My favorite subject in Theoretical Computer Science: **Graph Theory**. Maybe you think this is a graph:

And if you do, then you’d be right, but if you are a student of Mathematics or Computer Science, the term **graph** probably means something like this:

And for this site, we distinguish these two definitions by calling the first depiction a **plot** of a function and the second a **graph** defined by vertices and edges. Note, we also call the graph a network, where the vertices are called nodes and the edges are called **connections** or **links**. In this post we will talk about the importance of graph theory and share a few examples, and in a later post we will go into the technical formalisms.

## Graphs in the World

Graphs can represent **connections** and **traversals**, so they are present in all kinds of **Relational Data** such as social networks or the internet, **Traversal Data** such as maps, logistics or airline routes, or **Flow Data** such as inventory flow. We will now explore a few of these examples to bring out some intrigue in the subject.

First let’s consider the **social network**. The following is an example of a fairly small one.

In this example, the **vertices represent people** in the social network and the **edges represent two friends** like on Facebook. In this way, by analyzing the graph itself we can draw conclusions for the social network. For example, finding **small worlds** in social networks can be done by looking for clusters of vertices tightly connected to each other in our social network graph. This is one example that emphasizes the importance of Graph Theory, and, in fact, studying social networks is an active field of research in **Theoretical Computer Science**.

Another example is navigation where understanding how to get from one place to another is important. This can be represented by graphs as well, and I’ll present the age-old problem that birthed the subject of Graph Theory by the famous Leonhard** Euler** in the 18th century.

Take a look at the **Seven Bridges of Königsberg** below. The bridges are colored in as brown.

The goal was to find a path that crosses over every bridge without crossing a bridge twice. Try for yourself, and I can guarantee you won’t find such a path. Euler recognized that since we only cared about the bridges, we can **abstract this city map** to the following graph.

Now it is equivalent to simply looking for a path that traverses every edge, and through the development of Graph Theory we can conclude that this is **impossible**, and, hence, there is no path that crosses all seven bridges without double-crossing.

This is another example where Graph Theory can solve such traversal problems. This certain example is very small-scaled, but even **navigation algorithms** for our daily use or optimizing airline routes all employ Graph Theory.

Another interesting example is in the case of **inventory management** which falls under Flow Data. Consider a company called **Toilet Paper Factories**, and they have their factory in Riverside, and they have a network of trucking channels between cities with capacities on the number of crates that can go through that channel daily. We depict this setting in the following graph where the edge labels represent the daily capacities. Our goal is to transport the inventory from the factory to their warehouse in San Jose.

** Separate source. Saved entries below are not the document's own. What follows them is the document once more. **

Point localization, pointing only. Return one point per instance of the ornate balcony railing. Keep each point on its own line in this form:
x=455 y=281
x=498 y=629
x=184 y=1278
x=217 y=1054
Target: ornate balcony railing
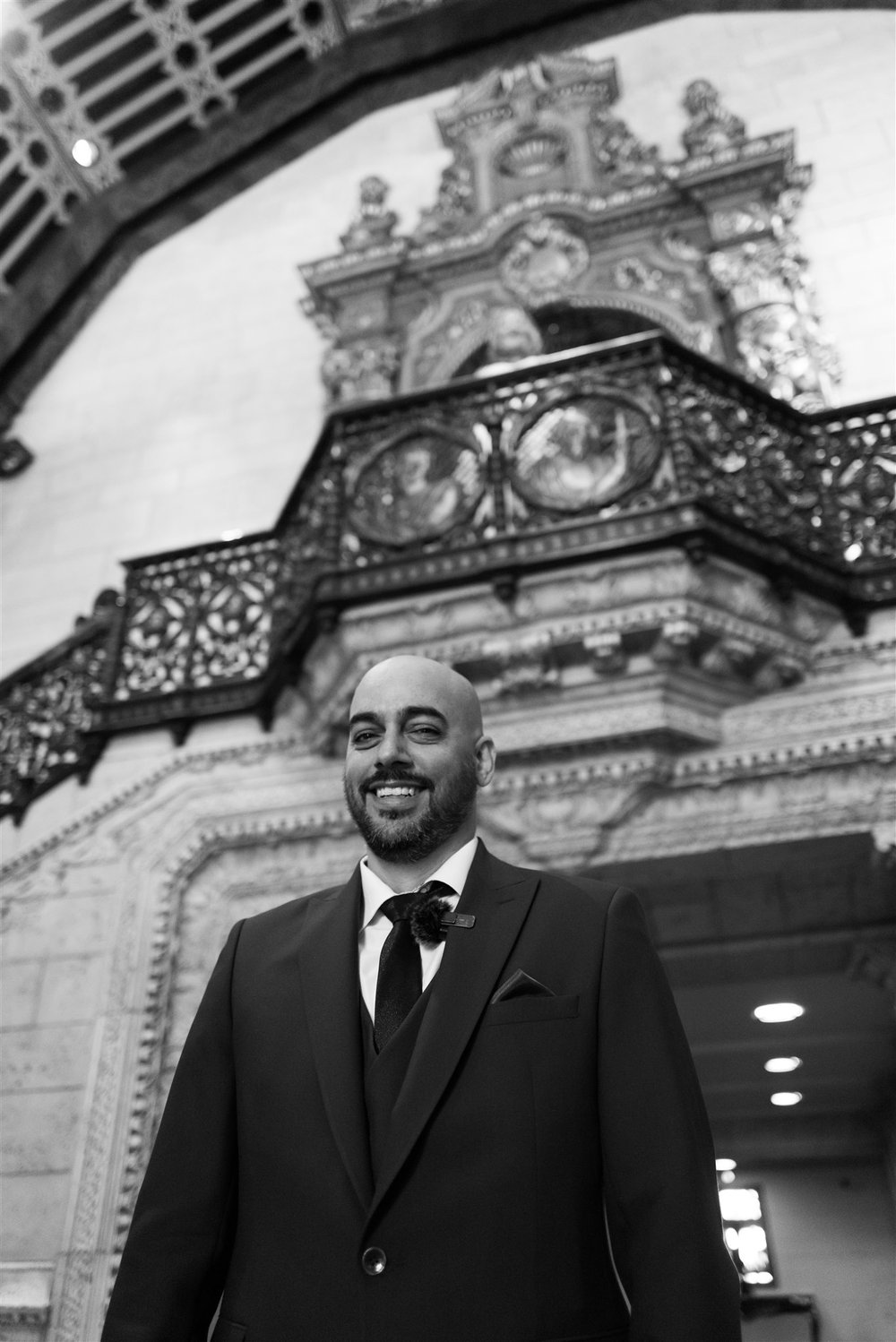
x=631 y=444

Now we wish to determine the **daily maximum number of crates we can transport** from the factory to the warehouse with these given parameters on capacity. And in fact, we can use **Max-Flow Algorithms** to solve this, and this is also another example of the use of Graph Theory in the world.

Having given a brief overview of some applications of Graph Theory, I hope you are interested in learning Graph Theory formally, and upcoming posts will reflect this theory mindset.